Scottish Natural Heritage
Protecting our precious places
Helen Taylor is an Operations Officer for Scottish Natural Heritage, based in Perth.
One of Helen’s roles is responsibility for compliance with protected places legislation at Loch Leven National Nature Reserve in Perth and Kinross.
The loch sits in the heart of Kinross-shire. It is Scotland’s largest lowland loch and one of the most important sites for waterfowl in Britain.
In recognition of its wildlife importance, Loch Leven has a number of conservation designations. As well as being a National Nature Reserve, the reserve is a Special Protection Area for its international importance to wildfowl, a Site of Special Scientific Interest for its birds, plants and insects and a Ramsar* site.
The work that Helen and her colleagues have been involved in has seen the loch’s ecological recovery from an event in June 1992, now known as ‘Scum Saturday’. The loch suffered a serious algal bloom, estimated to have cost the local community more than £1m in lost revenue.
The bloom was caused by the nutrient enrichment of the water in the loch. Work by SNH and its partners in the Scottish Environment Protection Agency, Perth and Kinross Council, the Centre for Ecology and Hydrology and other bodies resulted in a massive reduction in the nutrients coming into the loch from the surrounding area. This in turn has seen the Loch returning to a state which it has probably not seen for decades.
The return of a healthy water environment at the site prompted the development of a 13-mile walking trail around the loch and its immediate environment (the Loch Leven Heritage Trail).
“SNH provided this community-led project with huge support, not just financially but with development support and negotiations with land managers. Our work has involved ensuring that the objectives of the trail were achieved without adversely impacting on the birds that live at the loch,” says Helen.

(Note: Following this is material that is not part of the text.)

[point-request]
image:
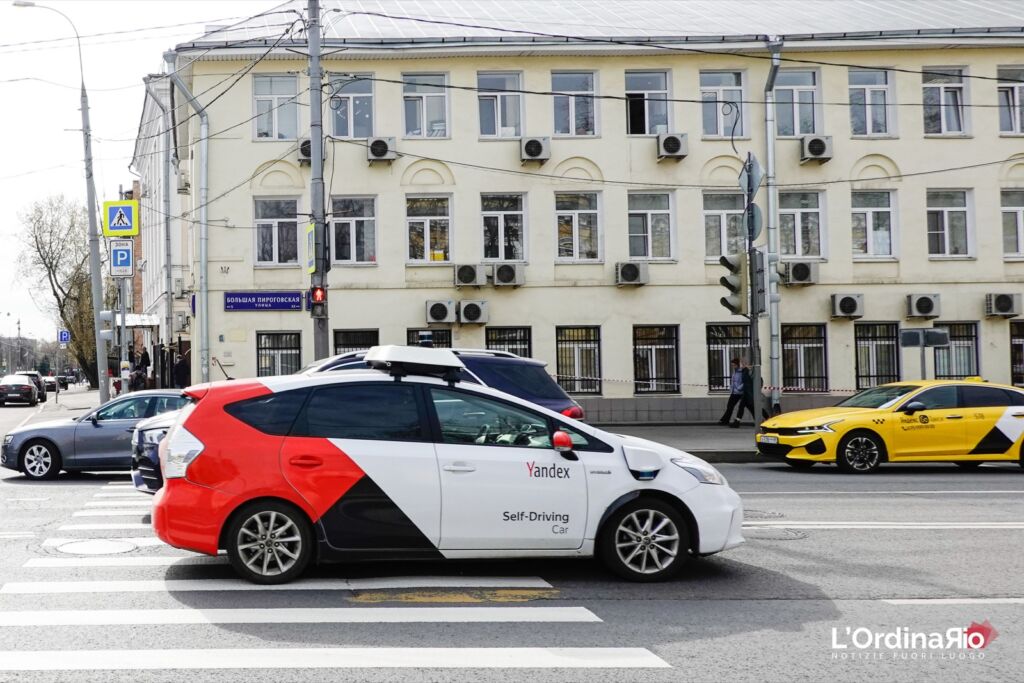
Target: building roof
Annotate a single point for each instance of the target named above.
(390, 22)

Work in soft economic areas, like the environment and heritage, can produce the hard economic benefits that help the economy tick.
She believes passionately that the work of her team at the Loch Leven reserve and of SNH more widely, has added value to the local and national economy and will continue to do so.
“I feel that the work which SNH has been involved in at Loch Leven shows how nature conservation is not just good for the birds but for people too. Loch Leven and the trail attract more than 250,000 visitors a year who come to enjoy the outdoors and healthy exercise.
“Local businesses have developed and expanded as a result of the healthy loch ecosystem and the heritage trail. A recent visitor survey suggested that the trail brings in additional revenue to local businesses of up to £2m per year.
“Even the world-famous trout fishery at Loch Leven – which had fallen into the doldrums – is now experiencing an upturn, with larger fish being caught more often and the fishing is better now than it has been for a long time.”
*A Ramsar site is a wetland site designated of international importance under the Ramsar Convention on Wetlands, an intergovernmental environmental treaty established in 1971 by UNESCO.